The QLBS Q-Learner Goes NuQLear: Fitted Q Iteration, Inverse RL, and Option Portfolios
This work addresses the volatility smile problem in finance for quantitative traders and researchers, offering incremental improvements to existing reinforcement learning approaches.
The paper tackles option pricing and hedging by extending the QLBS model with Fitted Q Iteration, Inverse Reinforcement Learning, and portfolio applications, benchmarking these methods against dynamic programming and the Black-Scholes model to provide data-driven solutions.
The QLBS model is a discrete-time option hedging and pricing model that is based on Dynamic Programming (DP) and Reinforcement Learning (RL). It combines the famous Q-Learning method for RL with the Black-Scholes (-Merton) model's idea of reducing the problem of option pricing and hedging to the problem of optimal rebalancing of a dynamic replicating portfolio for the option, which is made of a stock and cash. Here we expand on several NuQLear (Numerical Q-Learning) topics with the QLBS model. First, we investigate the performance of Fitted Q Iteration for a RL (data-driven) solution to the model, and benchmark it versus a DP (model-based) solution, as well as versus the BSM model.
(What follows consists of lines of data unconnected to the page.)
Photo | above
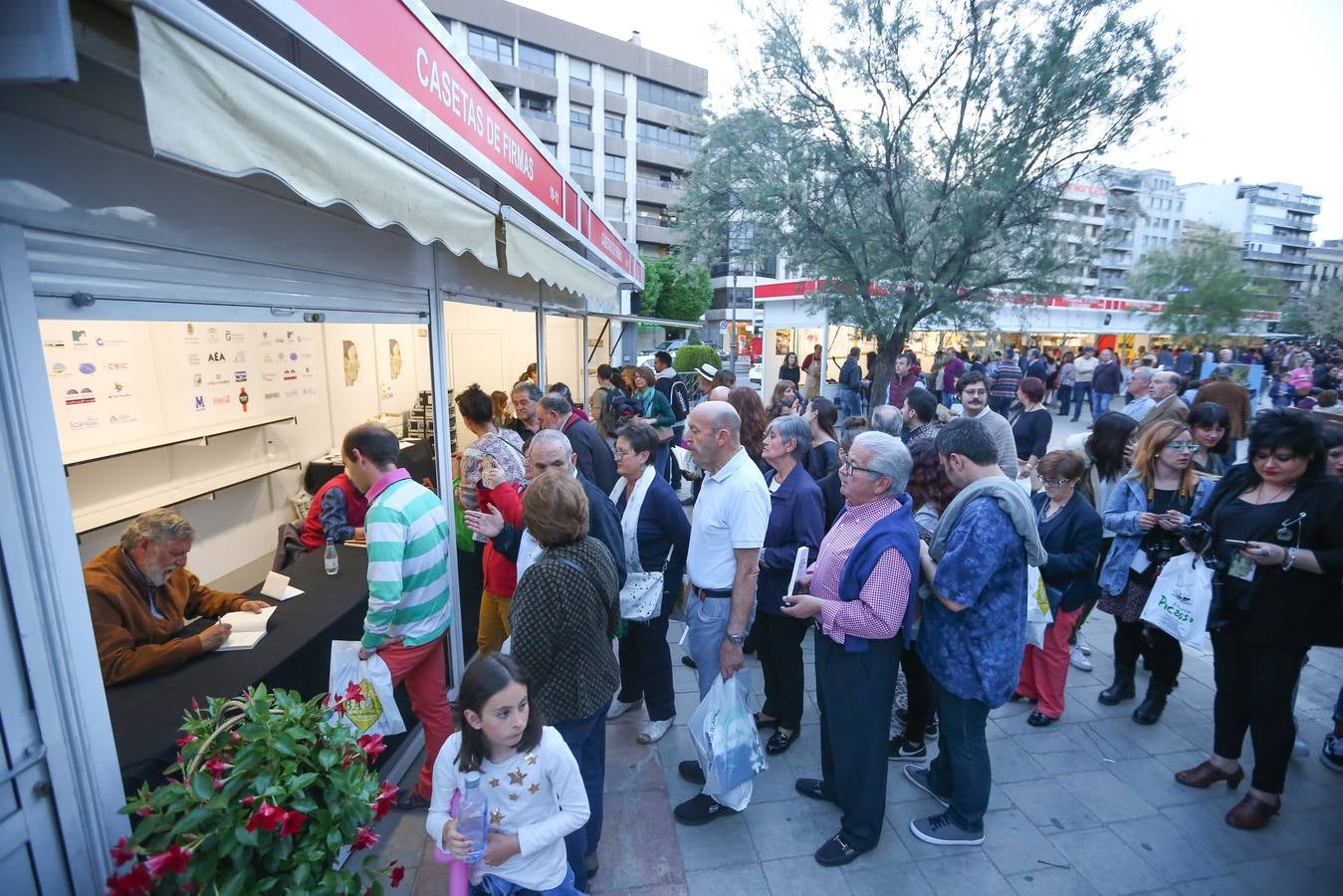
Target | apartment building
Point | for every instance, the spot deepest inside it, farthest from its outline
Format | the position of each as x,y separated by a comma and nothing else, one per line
622,119
1273,223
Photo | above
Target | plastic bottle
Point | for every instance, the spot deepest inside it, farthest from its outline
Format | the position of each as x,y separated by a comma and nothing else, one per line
473,815
330,558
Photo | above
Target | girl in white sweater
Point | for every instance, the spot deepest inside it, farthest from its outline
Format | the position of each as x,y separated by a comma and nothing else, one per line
528,776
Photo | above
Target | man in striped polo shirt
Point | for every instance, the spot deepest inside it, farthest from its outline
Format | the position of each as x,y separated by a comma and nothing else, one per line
408,608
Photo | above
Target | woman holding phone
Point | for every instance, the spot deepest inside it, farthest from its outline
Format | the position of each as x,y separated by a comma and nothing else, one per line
1146,512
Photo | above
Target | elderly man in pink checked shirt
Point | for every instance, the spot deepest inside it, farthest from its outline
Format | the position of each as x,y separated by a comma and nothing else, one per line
861,585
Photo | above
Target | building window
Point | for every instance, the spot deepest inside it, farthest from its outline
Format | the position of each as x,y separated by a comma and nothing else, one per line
580,160
580,72
669,97
660,135
487,45
536,60
536,105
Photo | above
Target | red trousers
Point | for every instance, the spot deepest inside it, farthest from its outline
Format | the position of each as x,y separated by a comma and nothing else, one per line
1045,672
424,672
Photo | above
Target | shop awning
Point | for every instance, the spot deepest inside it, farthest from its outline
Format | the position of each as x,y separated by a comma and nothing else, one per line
210,112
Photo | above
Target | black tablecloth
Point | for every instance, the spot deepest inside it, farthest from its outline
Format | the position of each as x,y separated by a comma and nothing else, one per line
295,654
416,458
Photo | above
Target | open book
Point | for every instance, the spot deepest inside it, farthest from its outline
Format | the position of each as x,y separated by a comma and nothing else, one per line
247,629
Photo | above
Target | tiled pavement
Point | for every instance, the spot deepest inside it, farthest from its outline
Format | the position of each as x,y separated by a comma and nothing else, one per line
1084,806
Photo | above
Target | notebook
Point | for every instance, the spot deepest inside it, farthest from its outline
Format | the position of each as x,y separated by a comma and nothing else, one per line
247,629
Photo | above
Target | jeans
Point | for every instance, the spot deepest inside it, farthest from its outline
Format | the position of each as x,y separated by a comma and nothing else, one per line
962,769
1100,403
424,672
646,668
585,739
1254,685
1082,391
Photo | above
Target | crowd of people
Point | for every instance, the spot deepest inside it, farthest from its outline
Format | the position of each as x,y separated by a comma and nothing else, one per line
924,523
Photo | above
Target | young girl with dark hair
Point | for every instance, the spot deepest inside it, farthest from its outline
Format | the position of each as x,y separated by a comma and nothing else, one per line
528,776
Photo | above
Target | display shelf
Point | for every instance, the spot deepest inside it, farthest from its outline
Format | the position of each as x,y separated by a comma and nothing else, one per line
203,434
91,520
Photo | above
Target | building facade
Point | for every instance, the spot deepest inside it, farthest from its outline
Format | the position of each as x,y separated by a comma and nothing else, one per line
623,121
1273,223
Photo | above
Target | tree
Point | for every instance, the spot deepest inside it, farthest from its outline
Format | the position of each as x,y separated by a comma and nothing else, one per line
674,291
1204,285
911,154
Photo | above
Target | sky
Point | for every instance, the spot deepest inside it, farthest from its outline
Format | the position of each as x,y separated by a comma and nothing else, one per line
1261,95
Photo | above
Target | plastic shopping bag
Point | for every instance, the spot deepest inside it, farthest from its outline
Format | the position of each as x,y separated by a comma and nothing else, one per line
726,741
376,714
1181,598
1037,607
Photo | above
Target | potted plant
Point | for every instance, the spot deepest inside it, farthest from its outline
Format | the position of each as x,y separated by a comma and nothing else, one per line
268,792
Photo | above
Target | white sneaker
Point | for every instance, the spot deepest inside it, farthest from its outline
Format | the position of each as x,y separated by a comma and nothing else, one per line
620,708
653,731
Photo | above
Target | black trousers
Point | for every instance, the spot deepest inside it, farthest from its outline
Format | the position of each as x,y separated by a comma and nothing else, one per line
1162,650
1254,684
919,700
780,648
854,692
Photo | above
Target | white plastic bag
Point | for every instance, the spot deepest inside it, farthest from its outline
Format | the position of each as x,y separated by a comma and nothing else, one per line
376,714
726,739
1037,607
1181,598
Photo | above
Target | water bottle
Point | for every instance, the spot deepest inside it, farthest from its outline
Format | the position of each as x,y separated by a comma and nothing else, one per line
330,558
473,817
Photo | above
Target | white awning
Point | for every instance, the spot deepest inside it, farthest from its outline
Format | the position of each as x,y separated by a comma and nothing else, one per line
210,112
545,260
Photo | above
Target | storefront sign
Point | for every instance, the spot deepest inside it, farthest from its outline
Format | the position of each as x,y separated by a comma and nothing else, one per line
392,37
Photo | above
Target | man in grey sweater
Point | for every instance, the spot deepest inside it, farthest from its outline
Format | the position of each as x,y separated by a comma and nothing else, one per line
973,394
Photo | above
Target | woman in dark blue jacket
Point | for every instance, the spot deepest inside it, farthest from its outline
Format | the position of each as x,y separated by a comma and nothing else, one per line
1070,531
796,519
655,537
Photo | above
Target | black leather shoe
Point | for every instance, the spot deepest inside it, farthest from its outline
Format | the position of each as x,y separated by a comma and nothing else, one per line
689,770
781,742
837,852
812,788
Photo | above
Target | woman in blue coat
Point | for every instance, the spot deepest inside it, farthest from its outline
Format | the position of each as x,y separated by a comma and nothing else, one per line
1146,512
796,519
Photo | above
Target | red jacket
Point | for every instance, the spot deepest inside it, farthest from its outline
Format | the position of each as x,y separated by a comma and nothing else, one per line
501,572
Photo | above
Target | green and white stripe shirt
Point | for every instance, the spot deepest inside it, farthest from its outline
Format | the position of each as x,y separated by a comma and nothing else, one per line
408,537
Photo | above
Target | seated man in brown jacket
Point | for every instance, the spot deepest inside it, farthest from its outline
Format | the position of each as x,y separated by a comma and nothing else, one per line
139,594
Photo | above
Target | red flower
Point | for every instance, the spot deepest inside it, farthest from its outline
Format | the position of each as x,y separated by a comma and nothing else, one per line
133,883
372,745
292,823
266,817
364,840
121,853
385,798
169,862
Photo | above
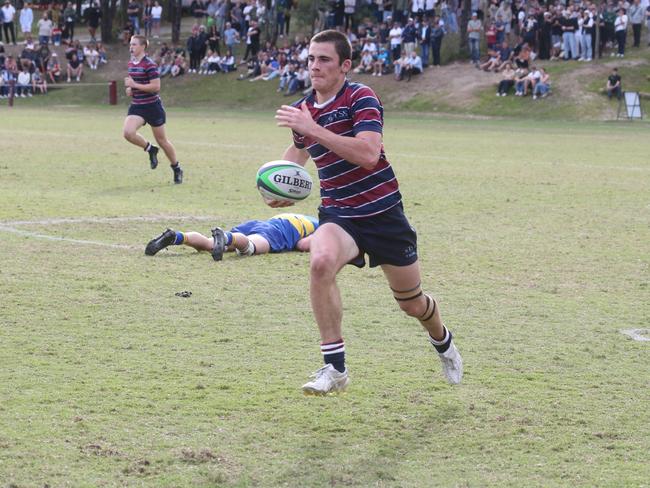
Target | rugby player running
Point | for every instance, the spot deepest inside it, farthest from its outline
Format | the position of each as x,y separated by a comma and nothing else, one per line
143,86
339,125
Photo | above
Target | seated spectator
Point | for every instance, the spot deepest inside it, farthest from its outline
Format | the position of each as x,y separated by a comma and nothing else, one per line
213,63
543,85
366,63
520,79
505,54
382,62
613,86
103,56
507,82
493,62
399,64
413,65
39,83
75,68
227,63
166,64
179,67
53,68
24,84
91,56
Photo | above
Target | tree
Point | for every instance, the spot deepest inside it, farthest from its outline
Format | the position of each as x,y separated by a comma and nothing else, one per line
108,8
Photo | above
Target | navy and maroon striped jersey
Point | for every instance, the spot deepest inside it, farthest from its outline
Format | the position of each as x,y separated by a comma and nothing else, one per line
348,190
143,72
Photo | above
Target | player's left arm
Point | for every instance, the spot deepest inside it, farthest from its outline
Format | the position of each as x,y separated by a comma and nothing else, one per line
152,87
363,149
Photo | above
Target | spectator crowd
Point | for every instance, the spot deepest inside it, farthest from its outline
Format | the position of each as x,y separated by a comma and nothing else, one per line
37,63
389,37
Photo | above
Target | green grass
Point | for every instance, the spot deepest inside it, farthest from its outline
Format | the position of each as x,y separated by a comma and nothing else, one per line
533,236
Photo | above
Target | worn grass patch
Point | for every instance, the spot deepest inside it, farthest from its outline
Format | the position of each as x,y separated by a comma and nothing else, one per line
533,235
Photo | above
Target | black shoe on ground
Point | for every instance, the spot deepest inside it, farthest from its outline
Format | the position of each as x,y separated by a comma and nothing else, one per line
219,245
165,239
153,156
178,176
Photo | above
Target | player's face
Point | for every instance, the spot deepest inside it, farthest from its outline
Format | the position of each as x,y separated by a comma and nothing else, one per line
325,71
135,48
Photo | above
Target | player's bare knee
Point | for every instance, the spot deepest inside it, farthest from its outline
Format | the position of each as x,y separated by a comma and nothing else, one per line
322,266
412,301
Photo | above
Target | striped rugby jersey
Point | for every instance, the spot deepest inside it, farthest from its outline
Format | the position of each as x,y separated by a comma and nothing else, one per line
348,190
143,72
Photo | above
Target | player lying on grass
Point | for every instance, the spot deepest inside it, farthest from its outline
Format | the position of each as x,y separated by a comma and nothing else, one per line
283,232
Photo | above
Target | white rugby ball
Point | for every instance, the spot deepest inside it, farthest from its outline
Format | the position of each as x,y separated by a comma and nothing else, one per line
283,180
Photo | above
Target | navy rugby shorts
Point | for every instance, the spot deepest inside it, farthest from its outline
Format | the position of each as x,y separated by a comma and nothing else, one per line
387,238
152,113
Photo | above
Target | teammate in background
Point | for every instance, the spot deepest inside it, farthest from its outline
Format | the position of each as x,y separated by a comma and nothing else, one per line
143,86
339,125
283,232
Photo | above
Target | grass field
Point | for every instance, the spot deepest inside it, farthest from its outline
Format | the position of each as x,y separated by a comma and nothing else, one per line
533,235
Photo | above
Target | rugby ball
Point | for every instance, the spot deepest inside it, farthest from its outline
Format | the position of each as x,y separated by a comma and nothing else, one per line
283,180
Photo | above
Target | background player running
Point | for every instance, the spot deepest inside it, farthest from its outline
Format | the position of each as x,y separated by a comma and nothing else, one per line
143,86
283,232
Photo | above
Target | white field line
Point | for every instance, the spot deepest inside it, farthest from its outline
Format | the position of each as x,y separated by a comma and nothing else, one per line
637,334
9,227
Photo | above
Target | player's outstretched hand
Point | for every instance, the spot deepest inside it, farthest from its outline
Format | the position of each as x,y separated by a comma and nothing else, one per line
298,119
277,203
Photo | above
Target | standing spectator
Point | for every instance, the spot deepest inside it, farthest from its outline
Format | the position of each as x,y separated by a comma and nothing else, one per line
69,15
425,41
636,19
75,67
437,34
156,18
93,14
395,35
133,12
252,40
146,18
569,26
26,19
194,50
620,29
474,28
44,30
413,65
647,22
8,14
231,37
587,35
214,38
614,84
24,83
507,82
409,36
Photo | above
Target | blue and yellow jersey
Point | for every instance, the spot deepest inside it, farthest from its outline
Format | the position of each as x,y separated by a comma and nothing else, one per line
282,231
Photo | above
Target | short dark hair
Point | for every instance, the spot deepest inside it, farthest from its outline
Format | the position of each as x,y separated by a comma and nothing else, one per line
141,40
341,43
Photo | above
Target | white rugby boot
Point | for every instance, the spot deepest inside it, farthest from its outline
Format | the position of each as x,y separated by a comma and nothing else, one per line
452,364
326,380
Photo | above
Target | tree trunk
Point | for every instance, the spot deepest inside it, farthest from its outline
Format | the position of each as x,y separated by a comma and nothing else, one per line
176,21
108,8
464,18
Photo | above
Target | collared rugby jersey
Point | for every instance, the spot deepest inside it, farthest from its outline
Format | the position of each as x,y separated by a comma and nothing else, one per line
143,72
348,190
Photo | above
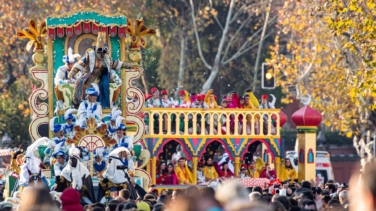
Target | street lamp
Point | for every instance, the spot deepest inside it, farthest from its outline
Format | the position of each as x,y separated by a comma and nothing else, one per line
6,140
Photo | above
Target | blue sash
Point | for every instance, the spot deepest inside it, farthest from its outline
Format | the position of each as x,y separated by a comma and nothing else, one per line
104,88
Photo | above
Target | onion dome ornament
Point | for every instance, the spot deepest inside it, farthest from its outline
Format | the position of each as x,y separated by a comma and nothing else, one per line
306,116
282,118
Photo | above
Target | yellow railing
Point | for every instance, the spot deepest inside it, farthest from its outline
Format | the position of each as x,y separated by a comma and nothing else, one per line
195,122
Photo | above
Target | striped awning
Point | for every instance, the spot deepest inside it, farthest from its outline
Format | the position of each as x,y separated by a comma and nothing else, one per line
5,152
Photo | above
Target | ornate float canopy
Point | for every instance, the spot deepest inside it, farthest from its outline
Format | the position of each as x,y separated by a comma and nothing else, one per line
91,136
307,117
282,118
86,21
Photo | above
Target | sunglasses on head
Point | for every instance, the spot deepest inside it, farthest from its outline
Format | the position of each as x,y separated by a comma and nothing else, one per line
102,50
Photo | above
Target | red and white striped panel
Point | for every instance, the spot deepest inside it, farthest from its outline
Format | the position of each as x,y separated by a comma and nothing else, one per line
253,182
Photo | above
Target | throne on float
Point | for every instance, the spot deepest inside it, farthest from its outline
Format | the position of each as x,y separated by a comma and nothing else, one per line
78,31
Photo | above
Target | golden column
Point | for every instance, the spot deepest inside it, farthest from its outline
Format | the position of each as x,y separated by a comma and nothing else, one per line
194,163
306,120
148,167
277,165
154,169
237,165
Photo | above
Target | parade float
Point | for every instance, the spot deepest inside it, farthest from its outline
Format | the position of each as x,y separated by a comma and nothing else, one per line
51,39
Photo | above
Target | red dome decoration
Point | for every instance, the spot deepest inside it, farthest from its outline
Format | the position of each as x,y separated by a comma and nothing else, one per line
282,118
306,116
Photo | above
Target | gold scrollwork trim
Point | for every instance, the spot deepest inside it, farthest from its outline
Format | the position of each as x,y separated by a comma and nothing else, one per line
50,86
82,37
108,14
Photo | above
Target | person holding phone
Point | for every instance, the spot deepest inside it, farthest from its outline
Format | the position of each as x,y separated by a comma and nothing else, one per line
268,173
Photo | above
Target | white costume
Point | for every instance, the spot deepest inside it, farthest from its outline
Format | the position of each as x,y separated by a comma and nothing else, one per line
53,143
182,104
62,72
124,140
62,76
200,177
88,109
225,157
203,105
112,173
68,128
78,172
111,129
32,164
169,103
115,78
154,103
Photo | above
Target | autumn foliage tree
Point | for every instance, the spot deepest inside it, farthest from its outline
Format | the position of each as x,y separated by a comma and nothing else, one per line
327,49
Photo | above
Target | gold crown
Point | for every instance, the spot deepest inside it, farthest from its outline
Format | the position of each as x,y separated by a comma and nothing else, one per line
101,41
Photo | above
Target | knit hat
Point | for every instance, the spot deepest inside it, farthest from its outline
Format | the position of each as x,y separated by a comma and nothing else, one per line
154,89
143,206
70,200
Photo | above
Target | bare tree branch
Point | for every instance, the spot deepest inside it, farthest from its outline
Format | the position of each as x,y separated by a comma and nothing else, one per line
197,37
306,72
215,68
240,53
233,38
244,44
237,14
214,16
244,6
260,45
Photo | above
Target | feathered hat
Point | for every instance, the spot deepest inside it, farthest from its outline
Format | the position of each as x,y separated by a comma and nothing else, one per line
185,94
147,97
99,152
154,89
60,153
93,90
74,152
34,146
116,151
119,123
114,113
55,127
200,97
244,166
193,97
101,45
70,57
68,114
81,122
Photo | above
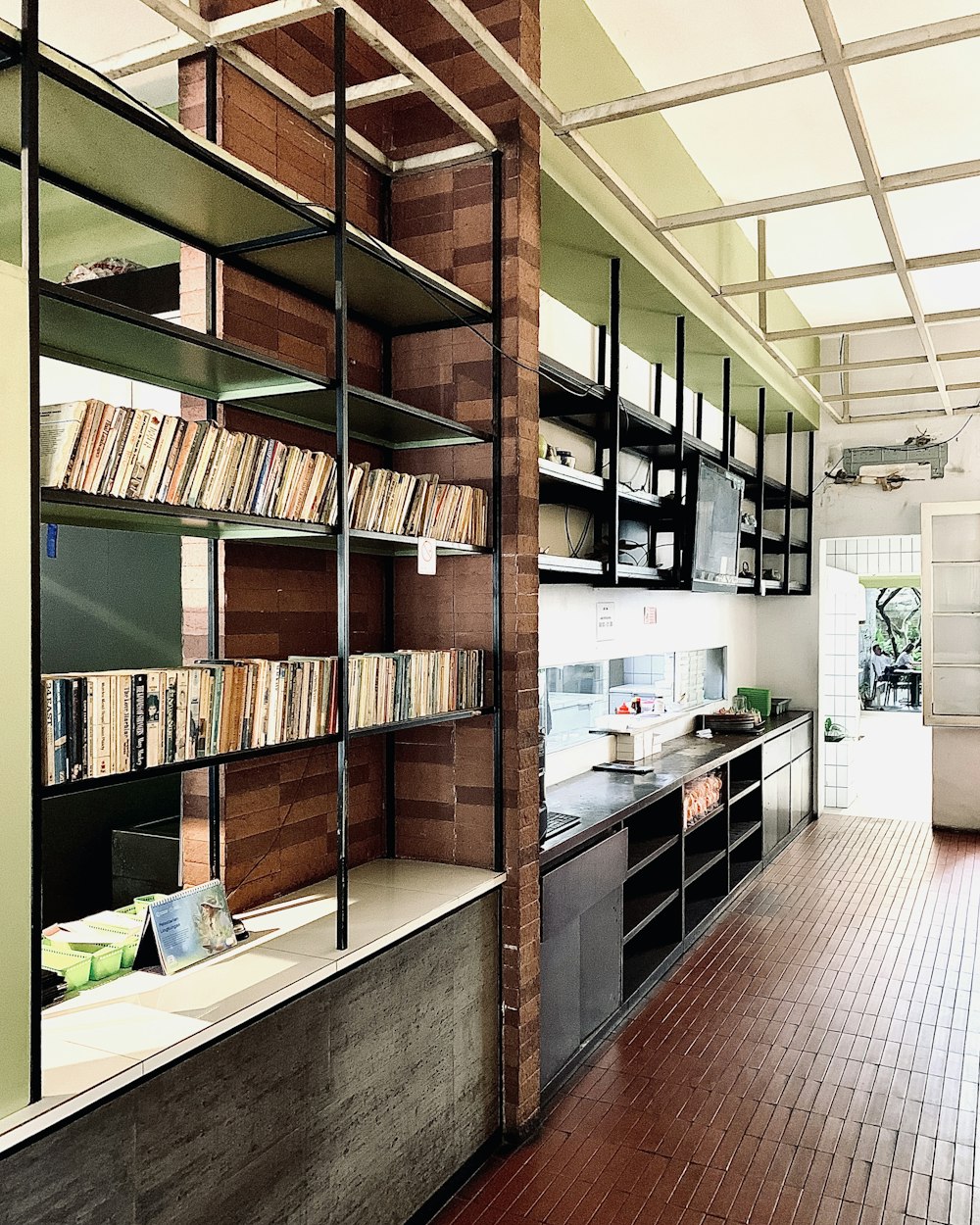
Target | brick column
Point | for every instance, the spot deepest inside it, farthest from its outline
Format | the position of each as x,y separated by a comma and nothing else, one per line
444,220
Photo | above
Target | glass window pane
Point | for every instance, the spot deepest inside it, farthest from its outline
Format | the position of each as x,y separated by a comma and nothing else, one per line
956,538
956,640
956,588
956,691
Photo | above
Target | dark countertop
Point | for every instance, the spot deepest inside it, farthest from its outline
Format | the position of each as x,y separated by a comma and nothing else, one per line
602,799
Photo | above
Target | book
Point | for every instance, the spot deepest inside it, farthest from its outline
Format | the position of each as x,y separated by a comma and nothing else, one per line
59,429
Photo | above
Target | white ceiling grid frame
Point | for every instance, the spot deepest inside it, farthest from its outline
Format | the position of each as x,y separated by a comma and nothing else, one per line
224,32
829,40
500,59
833,58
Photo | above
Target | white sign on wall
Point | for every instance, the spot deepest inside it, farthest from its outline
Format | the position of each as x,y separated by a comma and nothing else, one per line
606,620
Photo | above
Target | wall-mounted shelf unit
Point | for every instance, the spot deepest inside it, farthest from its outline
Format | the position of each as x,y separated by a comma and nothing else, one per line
69,126
635,440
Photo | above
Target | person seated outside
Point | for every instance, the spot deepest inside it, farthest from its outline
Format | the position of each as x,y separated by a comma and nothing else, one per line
878,662
905,657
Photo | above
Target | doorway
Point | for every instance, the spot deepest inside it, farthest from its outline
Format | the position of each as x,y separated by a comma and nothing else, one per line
877,753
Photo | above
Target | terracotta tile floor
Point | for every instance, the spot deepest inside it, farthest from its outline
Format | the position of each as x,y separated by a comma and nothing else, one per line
813,1059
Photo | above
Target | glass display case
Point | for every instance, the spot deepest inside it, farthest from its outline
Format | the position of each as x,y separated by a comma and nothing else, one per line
951,613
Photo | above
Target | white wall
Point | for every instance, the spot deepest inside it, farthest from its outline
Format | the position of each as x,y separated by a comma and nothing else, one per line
866,510
789,626
685,621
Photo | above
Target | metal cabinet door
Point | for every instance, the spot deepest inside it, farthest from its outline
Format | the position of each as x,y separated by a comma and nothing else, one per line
802,789
775,808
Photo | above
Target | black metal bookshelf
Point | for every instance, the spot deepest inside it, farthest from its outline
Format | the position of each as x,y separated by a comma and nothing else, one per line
64,123
620,430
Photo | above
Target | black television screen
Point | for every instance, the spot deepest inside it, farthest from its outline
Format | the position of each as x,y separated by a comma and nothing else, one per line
715,498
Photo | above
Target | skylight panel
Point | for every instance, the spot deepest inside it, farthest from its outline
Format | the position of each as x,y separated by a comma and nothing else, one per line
939,219
764,142
921,109
944,289
826,236
851,300
666,42
93,29
863,19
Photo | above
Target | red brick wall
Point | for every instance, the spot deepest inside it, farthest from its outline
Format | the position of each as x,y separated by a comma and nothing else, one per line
444,778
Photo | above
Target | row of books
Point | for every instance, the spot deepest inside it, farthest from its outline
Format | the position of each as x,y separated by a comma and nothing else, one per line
156,457
413,684
119,721
93,447
417,506
98,724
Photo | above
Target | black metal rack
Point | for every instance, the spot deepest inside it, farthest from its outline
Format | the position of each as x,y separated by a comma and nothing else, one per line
192,191
617,429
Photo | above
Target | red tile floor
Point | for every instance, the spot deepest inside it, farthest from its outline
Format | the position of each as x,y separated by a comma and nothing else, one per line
813,1059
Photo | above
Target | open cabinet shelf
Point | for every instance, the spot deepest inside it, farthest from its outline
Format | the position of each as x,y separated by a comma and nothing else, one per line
93,142
99,142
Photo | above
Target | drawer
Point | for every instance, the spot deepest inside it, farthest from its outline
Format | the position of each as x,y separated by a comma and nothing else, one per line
775,754
802,739
567,892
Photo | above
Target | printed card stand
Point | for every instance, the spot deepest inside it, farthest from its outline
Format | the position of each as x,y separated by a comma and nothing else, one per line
186,929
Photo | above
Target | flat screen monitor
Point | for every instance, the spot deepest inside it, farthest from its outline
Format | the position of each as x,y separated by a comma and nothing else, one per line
715,498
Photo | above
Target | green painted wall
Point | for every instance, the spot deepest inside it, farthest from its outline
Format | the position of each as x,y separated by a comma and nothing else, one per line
581,67
16,687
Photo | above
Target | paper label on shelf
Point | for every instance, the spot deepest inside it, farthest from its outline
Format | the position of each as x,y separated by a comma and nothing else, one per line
426,555
606,626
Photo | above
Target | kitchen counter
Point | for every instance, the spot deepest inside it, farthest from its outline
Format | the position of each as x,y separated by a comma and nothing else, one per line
603,799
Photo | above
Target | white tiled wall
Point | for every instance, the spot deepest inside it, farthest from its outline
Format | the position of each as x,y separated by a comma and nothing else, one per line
842,607
841,611
876,555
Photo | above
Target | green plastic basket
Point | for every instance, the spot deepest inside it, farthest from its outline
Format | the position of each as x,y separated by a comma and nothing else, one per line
758,700
107,961
74,968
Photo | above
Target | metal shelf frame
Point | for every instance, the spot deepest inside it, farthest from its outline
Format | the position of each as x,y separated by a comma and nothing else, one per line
343,266
618,427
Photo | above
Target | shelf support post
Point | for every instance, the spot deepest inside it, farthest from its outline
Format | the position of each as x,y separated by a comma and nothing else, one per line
809,459
613,422
760,488
788,510
496,390
30,265
726,413
214,568
679,375
343,511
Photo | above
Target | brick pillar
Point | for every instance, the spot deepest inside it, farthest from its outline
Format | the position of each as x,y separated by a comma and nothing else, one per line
444,220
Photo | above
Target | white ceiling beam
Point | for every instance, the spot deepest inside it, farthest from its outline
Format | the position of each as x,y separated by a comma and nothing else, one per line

Second, we develop an Inverse Reinforcement Learning (IRL) setting for the model, where we only observe prices and actions (re-hedges) taken by a trader, but not rewards. Third, we outline how the QLBS model can be used for pricing portfolios of options, rather than a single option in isolation, thus providing its own, data-driven and model independent solution to the (in)famous volatility smile problem of the Black-Scholes model.